I grin at him, giving Bastian a moment to shine.
“You know who Lucy Bree Hall is, don’t you?” Bastian asks, more gently than Chet deserves. Not out of any respect for the man, no. But because while I’ve recovered a little from the shock of losing Lem, Basti is still mired deep in grief. “Your own daughter?”
“Some hooker’s spawn?” Chet scoffs, looking around like he’s in disbelief. “That’s what you want to talk about? Fine. I’ll pay you whatever you think her life was worth. If I were you, I wouldn’t—”
One of my girls throws a rock that hits Chet in the temple.
He curses and flinches, holding up a hand to the side of his bleeding head.
Another rock comes whizzing out of the shadows, knocking against his back.
Then another. Another. It’s a hailstorm of stones, the pummeling of a condemned criminal by an angry mob.
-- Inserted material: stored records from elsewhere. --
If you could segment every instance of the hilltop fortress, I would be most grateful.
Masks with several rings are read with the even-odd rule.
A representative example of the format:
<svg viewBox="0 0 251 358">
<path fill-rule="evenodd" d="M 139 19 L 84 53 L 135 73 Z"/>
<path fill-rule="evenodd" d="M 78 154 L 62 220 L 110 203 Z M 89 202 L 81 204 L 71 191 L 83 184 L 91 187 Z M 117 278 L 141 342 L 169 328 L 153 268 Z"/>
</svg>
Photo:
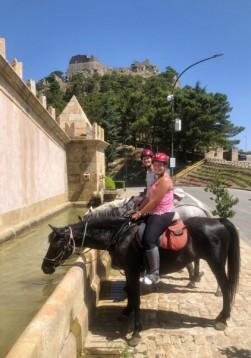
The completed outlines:
<svg viewBox="0 0 251 358">
<path fill-rule="evenodd" d="M 152 65 L 149 60 L 144 60 L 142 62 L 134 61 L 128 68 L 113 68 L 103 65 L 94 56 L 76 55 L 72 56 L 66 74 L 68 77 L 72 77 L 75 73 L 81 72 L 90 76 L 95 73 L 104 75 L 114 71 L 124 74 L 140 74 L 144 77 L 150 77 L 160 73 L 158 67 Z"/>
</svg>

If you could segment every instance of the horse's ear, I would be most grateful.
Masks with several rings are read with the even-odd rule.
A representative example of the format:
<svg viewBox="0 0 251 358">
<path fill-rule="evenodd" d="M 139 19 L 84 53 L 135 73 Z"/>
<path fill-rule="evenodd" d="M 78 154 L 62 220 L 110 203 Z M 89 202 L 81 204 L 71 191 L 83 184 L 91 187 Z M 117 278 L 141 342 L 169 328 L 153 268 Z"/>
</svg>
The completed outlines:
<svg viewBox="0 0 251 358">
<path fill-rule="evenodd" d="M 52 231 L 57 231 L 56 226 L 53 226 L 53 225 L 51 225 L 51 224 L 48 224 L 48 225 L 49 225 L 49 227 L 51 228 Z"/>
<path fill-rule="evenodd" d="M 80 216 L 80 215 L 78 215 L 78 220 L 79 220 L 79 221 L 82 221 L 82 218 L 81 218 L 81 216 Z"/>
<path fill-rule="evenodd" d="M 88 211 L 85 213 L 85 215 L 88 215 L 93 212 L 92 206 L 89 207 Z"/>
</svg>

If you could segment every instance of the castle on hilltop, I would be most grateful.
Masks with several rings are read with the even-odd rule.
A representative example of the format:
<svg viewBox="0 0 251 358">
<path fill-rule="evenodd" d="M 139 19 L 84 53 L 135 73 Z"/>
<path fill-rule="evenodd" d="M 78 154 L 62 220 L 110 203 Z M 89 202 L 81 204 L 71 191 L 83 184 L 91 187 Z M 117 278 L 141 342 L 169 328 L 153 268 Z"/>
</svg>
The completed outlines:
<svg viewBox="0 0 251 358">
<path fill-rule="evenodd" d="M 141 74 L 144 77 L 150 77 L 160 73 L 156 65 L 152 65 L 149 60 L 134 61 L 128 68 L 113 68 L 103 65 L 94 56 L 76 55 L 72 56 L 69 67 L 67 69 L 67 76 L 72 77 L 75 73 L 81 72 L 86 76 L 96 74 L 104 75 L 112 72 L 119 72 L 124 74 Z"/>
</svg>

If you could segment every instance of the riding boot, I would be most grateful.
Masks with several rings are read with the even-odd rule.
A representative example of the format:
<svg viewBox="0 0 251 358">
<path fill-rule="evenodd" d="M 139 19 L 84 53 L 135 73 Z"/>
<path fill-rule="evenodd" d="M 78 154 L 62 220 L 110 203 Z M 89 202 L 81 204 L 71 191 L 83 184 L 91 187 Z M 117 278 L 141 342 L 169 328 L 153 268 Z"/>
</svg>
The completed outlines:
<svg viewBox="0 0 251 358">
<path fill-rule="evenodd" d="M 148 273 L 144 277 L 146 285 L 152 285 L 159 282 L 159 249 L 155 246 L 151 250 L 146 250 L 146 259 L 148 263 Z"/>
</svg>

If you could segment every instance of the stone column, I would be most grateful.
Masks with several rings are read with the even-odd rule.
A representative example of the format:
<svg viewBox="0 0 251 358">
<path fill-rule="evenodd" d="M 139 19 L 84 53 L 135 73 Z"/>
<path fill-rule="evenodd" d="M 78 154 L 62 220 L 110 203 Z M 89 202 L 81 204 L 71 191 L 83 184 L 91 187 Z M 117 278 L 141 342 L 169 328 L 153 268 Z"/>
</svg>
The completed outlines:
<svg viewBox="0 0 251 358">
<path fill-rule="evenodd" d="M 22 62 L 18 62 L 15 58 L 11 64 L 13 70 L 18 74 L 18 76 L 23 79 L 23 64 Z"/>
<path fill-rule="evenodd" d="M 29 89 L 31 90 L 31 92 L 36 96 L 37 95 L 37 90 L 36 90 L 36 82 L 29 79 L 27 81 L 27 87 L 29 87 Z"/>
<path fill-rule="evenodd" d="M 6 59 L 6 52 L 5 52 L 5 39 L 0 38 L 0 55 Z"/>
</svg>

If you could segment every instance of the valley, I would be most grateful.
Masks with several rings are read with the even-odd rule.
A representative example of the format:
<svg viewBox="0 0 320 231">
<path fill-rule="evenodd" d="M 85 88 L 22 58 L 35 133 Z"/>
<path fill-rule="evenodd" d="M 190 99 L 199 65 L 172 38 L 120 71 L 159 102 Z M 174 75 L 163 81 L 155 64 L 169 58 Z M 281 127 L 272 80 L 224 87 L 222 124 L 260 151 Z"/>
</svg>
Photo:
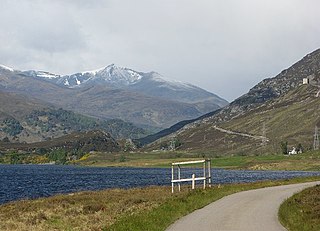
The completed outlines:
<svg viewBox="0 0 320 231">
<path fill-rule="evenodd" d="M 140 100 L 132 97 L 132 94 L 138 96 L 146 92 L 145 99 L 161 98 L 153 105 L 158 107 L 166 102 L 160 110 L 163 115 L 172 115 L 169 112 L 172 109 L 179 110 L 181 115 L 186 116 L 184 109 L 181 111 L 181 108 L 166 100 L 182 100 L 183 96 L 188 95 L 185 102 L 179 102 L 179 105 L 189 104 L 192 94 L 187 93 L 186 89 L 193 89 L 194 101 L 209 99 L 212 95 L 185 83 L 166 82 L 155 72 L 135 72 L 115 65 L 70 76 L 36 71 L 15 73 L 12 69 L 3 69 L 2 72 L 5 73 L 2 75 L 4 90 L 1 92 L 3 107 L 0 114 L 3 120 L 0 126 L 3 163 L 11 163 L 10 158 L 14 158 L 13 162 L 29 163 L 30 159 L 27 157 L 31 155 L 39 163 L 58 161 L 57 163 L 92 166 L 162 167 L 179 159 L 213 158 L 213 162 L 216 161 L 213 165 L 225 168 L 318 170 L 317 151 L 313 150 L 313 141 L 315 127 L 320 126 L 317 85 L 320 50 L 308 54 L 274 78 L 261 81 L 229 105 L 199 117 L 182 120 L 157 133 L 156 130 L 152 132 L 152 126 L 142 120 L 141 123 L 132 124 L 120 119 L 103 119 L 106 115 L 101 116 L 101 113 L 106 113 L 107 108 L 113 110 L 114 107 L 122 106 L 140 113 L 141 110 L 135 107 L 141 105 L 141 102 L 134 103 L 132 100 Z M 303 84 L 304 79 L 308 80 L 308 84 Z M 39 82 L 43 84 L 40 85 L 43 88 L 37 88 L 28 97 L 22 97 L 22 89 L 18 87 L 18 83 L 25 80 Z M 173 87 L 176 88 L 174 91 Z M 46 96 L 40 100 L 45 88 L 51 93 L 46 92 Z M 123 97 L 126 97 L 129 88 L 136 89 L 130 91 L 130 100 L 127 101 Z M 165 90 L 156 90 L 160 88 Z M 178 88 L 183 90 L 177 90 Z M 80 97 L 79 103 L 70 103 L 68 100 L 63 103 L 77 112 L 57 109 L 54 101 L 58 97 L 52 97 L 54 100 L 48 104 L 46 100 L 57 90 L 76 95 L 67 97 L 68 100 L 79 100 Z M 110 95 L 106 96 L 110 92 L 112 103 L 107 100 Z M 174 93 L 176 95 L 171 95 Z M 66 95 L 62 93 L 61 96 Z M 223 102 L 216 102 L 223 106 Z M 99 109 L 100 116 L 99 113 L 95 116 L 92 114 L 91 117 L 78 114 L 79 111 L 88 113 L 85 108 L 95 112 L 92 107 Z M 147 105 L 145 107 L 147 110 L 152 108 Z M 171 108 L 169 111 L 166 110 L 168 107 Z M 117 110 L 113 111 L 115 113 Z M 161 117 L 160 111 L 157 112 L 158 118 Z M 132 116 L 129 111 L 120 114 Z M 117 116 L 114 114 L 112 117 Z M 141 127 L 142 124 L 144 125 Z M 96 131 L 92 133 L 96 134 L 95 138 L 91 138 L 90 131 Z M 7 138 L 4 139 L 5 137 Z M 112 140 L 109 146 L 102 145 L 105 137 Z M 283 155 L 292 149 L 305 154 L 290 157 Z M 61 160 L 50 158 L 49 153 L 56 152 L 55 150 L 62 153 Z M 314 153 L 310 154 L 310 161 L 307 153 Z M 296 165 L 298 160 L 301 161 L 300 165 Z M 238 164 L 235 165 L 227 164 L 237 161 Z"/>
<path fill-rule="evenodd" d="M 319 8 L 1 1 L 0 230 L 319 231 Z"/>
</svg>

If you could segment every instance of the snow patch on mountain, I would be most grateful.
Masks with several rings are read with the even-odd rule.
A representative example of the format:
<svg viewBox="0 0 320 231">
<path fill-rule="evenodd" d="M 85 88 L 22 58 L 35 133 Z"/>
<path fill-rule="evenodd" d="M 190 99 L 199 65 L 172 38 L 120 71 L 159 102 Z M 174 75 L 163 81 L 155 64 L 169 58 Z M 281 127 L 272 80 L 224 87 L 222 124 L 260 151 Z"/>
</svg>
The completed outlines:
<svg viewBox="0 0 320 231">
<path fill-rule="evenodd" d="M 44 78 L 44 79 L 59 79 L 61 77 L 60 75 L 53 74 L 47 71 L 30 70 L 30 71 L 24 71 L 23 73 L 32 77 Z"/>
<path fill-rule="evenodd" d="M 41 78 L 49 78 L 49 79 L 56 79 L 60 77 L 60 75 L 52 74 L 50 72 L 45 72 L 45 71 L 38 71 L 37 76 Z"/>
<path fill-rule="evenodd" d="M 0 68 L 1 68 L 1 69 L 4 69 L 4 70 L 7 70 L 7 71 L 14 72 L 14 69 L 12 69 L 11 67 L 7 67 L 7 66 L 5 66 L 5 65 L 2 65 L 2 64 L 0 64 Z"/>
<path fill-rule="evenodd" d="M 66 80 L 64 81 L 64 85 L 65 85 L 65 86 L 70 86 L 69 80 L 66 79 Z"/>
<path fill-rule="evenodd" d="M 185 88 L 185 89 L 193 89 L 193 88 L 198 88 L 190 83 L 182 82 L 182 81 L 177 81 L 177 80 L 172 80 L 163 77 L 157 72 L 151 72 L 151 78 L 153 81 L 158 82 L 158 83 L 163 83 L 163 87 L 170 87 L 171 89 L 176 89 L 176 88 Z"/>
<path fill-rule="evenodd" d="M 81 72 L 82 75 L 85 75 L 85 74 L 91 74 L 91 75 L 96 75 L 98 72 L 104 70 L 105 67 L 102 67 L 102 68 L 99 68 L 99 69 L 96 69 L 96 70 L 92 70 L 92 71 L 84 71 L 84 72 Z"/>
</svg>

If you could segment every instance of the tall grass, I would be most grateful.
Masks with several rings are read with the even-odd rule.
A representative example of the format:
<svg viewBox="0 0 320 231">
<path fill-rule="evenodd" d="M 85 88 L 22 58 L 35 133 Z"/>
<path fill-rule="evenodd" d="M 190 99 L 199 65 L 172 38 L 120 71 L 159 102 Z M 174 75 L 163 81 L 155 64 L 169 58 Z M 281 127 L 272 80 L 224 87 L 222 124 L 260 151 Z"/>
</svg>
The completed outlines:
<svg viewBox="0 0 320 231">
<path fill-rule="evenodd" d="M 208 190 L 198 189 L 193 192 L 188 192 L 182 197 L 171 197 L 166 200 L 165 203 L 150 211 L 137 213 L 132 216 L 124 216 L 111 225 L 111 227 L 105 228 L 105 230 L 165 230 L 170 224 L 182 216 L 232 193 L 269 186 L 315 181 L 317 179 L 319 179 L 319 177 L 222 185 Z"/>
<path fill-rule="evenodd" d="M 319 177 L 215 186 L 171 194 L 170 187 L 79 192 L 0 206 L 0 230 L 165 230 L 180 217 L 223 196 Z"/>
<path fill-rule="evenodd" d="M 290 231 L 319 231 L 320 185 L 287 199 L 280 206 L 279 219 Z"/>
</svg>

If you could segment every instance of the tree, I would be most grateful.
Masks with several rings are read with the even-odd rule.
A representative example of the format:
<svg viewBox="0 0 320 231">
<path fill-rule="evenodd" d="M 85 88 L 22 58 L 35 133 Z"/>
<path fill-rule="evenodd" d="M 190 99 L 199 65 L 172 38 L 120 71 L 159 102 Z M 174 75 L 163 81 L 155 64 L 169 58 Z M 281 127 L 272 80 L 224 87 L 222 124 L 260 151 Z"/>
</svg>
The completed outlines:
<svg viewBox="0 0 320 231">
<path fill-rule="evenodd" d="M 298 144 L 298 146 L 297 146 L 297 152 L 299 153 L 302 153 L 303 152 L 303 147 L 302 147 L 302 144 Z"/>
<path fill-rule="evenodd" d="M 288 141 L 281 142 L 282 154 L 288 154 Z"/>
</svg>

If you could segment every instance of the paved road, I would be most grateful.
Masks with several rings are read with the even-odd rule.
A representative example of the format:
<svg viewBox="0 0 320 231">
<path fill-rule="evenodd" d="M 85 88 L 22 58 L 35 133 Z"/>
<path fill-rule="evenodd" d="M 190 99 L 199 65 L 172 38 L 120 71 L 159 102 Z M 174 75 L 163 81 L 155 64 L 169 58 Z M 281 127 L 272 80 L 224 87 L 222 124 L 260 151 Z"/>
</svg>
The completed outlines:
<svg viewBox="0 0 320 231">
<path fill-rule="evenodd" d="M 167 230 L 280 231 L 280 204 L 318 182 L 250 190 L 226 196 L 176 221 Z"/>
</svg>

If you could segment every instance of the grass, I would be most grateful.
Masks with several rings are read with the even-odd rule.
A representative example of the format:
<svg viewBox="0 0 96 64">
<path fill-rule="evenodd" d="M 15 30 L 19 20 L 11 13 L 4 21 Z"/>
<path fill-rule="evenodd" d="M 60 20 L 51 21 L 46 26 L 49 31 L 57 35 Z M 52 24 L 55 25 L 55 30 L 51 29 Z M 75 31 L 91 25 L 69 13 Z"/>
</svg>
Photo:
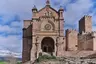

I hold up my hand and the rocks stop, clattering to the forest floor all around the clearing. Chet is groaning, bruised and scratched and bleeding. He’s still on his knees, arms thrown up to cover his head. His big, white teeth are clenched and he’s panting, not in pain but in rage.
“Don’t offer us money again. It’s insulting.” Nisha spits in the man’s face, and he gets all jittery, like his temper is rising to the surface like bubbles in a pot of boiling water.
I bend low and look right into Chet’s eyes.
I want him to see his painful death reflected in my gaze.